Many truck drivers do not use a seat belt on every trip
Our nation depends on truck drivers to deliver goods and services safely and efficiently. Yet, crashes involving large trucks continue to take a toll on truck drivers, their passengers, other road users, business, and the community. Overall, 317,000 motor vehicle crashes involving large trucks were reported to police in 2012, according to the latest Vital Signs report by the Centers for Disease Control and Prevention. The estimated cost of truck and bus crashes to the United States economy was $99 billion that same year.
Vital Signs is a report that appears on the first Tuesday of the month as part of the CDC journal Morbidity and Mortality Weekly Report, or MMWR. The report provides the latest data and information on key health indicators. These are cancer prevention, obesity, tobacco use, motor vehicle passenger safety, prescription drug overdose, HIV/AIDS, alcohol use, health care-associated infections, cardiovascular health, teen pregnancy, and food safety.
An estimated 317,000 motor vehicle crashes involving a large truck were reported to the police in the US in 2012.
26,000 truck drivers or their passengers were injured in crashes in 2012.
About 700 truck drivers or their passengers died in crashes in 2012. Buckling up could have saved up to 40% of the unbelted truck drivers.
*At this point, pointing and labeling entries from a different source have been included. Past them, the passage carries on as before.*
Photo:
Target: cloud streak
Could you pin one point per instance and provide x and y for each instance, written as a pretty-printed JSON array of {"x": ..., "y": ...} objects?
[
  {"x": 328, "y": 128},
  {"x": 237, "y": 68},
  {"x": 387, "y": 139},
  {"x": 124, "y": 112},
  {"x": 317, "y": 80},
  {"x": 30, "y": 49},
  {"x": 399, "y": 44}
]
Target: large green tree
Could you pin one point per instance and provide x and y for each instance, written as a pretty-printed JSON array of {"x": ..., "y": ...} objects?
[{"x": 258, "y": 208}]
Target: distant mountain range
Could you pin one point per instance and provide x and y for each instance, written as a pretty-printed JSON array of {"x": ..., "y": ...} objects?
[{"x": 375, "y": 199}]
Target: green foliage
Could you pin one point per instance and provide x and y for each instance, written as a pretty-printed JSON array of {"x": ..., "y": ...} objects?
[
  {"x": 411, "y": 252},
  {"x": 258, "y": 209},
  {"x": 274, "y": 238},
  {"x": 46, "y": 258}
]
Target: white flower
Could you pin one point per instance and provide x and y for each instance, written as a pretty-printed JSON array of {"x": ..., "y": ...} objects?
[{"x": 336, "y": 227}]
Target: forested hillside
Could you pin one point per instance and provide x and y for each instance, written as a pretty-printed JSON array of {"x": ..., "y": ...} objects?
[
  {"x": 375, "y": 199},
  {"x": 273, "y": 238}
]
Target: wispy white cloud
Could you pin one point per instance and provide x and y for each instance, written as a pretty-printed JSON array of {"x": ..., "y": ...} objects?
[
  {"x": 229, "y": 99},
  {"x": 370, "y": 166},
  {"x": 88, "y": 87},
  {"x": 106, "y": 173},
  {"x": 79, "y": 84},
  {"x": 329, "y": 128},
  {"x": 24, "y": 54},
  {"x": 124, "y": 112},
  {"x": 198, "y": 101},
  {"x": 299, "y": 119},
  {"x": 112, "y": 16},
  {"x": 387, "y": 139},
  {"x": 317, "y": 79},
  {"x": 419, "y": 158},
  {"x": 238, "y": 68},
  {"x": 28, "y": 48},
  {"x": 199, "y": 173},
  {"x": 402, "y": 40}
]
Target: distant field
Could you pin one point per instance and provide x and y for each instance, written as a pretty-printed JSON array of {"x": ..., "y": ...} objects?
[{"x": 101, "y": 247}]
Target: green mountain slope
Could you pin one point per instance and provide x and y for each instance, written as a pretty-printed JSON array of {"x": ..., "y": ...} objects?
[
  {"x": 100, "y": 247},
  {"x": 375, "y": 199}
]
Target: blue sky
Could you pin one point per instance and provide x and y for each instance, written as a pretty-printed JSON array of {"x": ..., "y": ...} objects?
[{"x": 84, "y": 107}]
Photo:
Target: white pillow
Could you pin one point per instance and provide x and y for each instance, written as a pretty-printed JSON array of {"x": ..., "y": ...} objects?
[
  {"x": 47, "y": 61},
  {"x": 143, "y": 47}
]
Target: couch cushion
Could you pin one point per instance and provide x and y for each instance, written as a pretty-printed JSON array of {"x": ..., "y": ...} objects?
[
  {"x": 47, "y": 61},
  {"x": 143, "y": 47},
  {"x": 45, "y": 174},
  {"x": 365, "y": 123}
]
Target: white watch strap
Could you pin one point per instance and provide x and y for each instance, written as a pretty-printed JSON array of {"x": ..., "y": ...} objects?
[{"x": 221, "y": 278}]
Trucker safety requires an alert, buckled-up, experienced driver, with a reliable vehicle and strong employer safety programs. About 2.6 million workers drive trucks that weigh over 10,000 pounds (large trucks). About 65% of on-the-job deaths of US truck drivers in 2012 were the result of a motor vehicle crash. More than 1 in 3 truck drivers have had a serious truck crash during their career, and 1 in 8 has had 2 or more. Buckling up is both effective and required by federal regulations. But 1 in 6 drivers of large trucks don't use their seat belts (2013). More than 1 in 3 truck drivers who died in crashes in 2012 were not wearing seat belts. Buckling up could have prevented up to 40% of these deaths.
Employers can help truck drivers stay safe by:
Committing to driver safety programs at the highest level of leadership.
Establishing and enforcing driver safety policies, including requiring everyone in the truck to buckle up.
Involving workers in decisions about how to put seat belt programs in place.
Promoting seat belt use in training and safety meetings.
Addressing factors that contribute to crashes, such as drowsy and distracted driving, in their driver safety programs.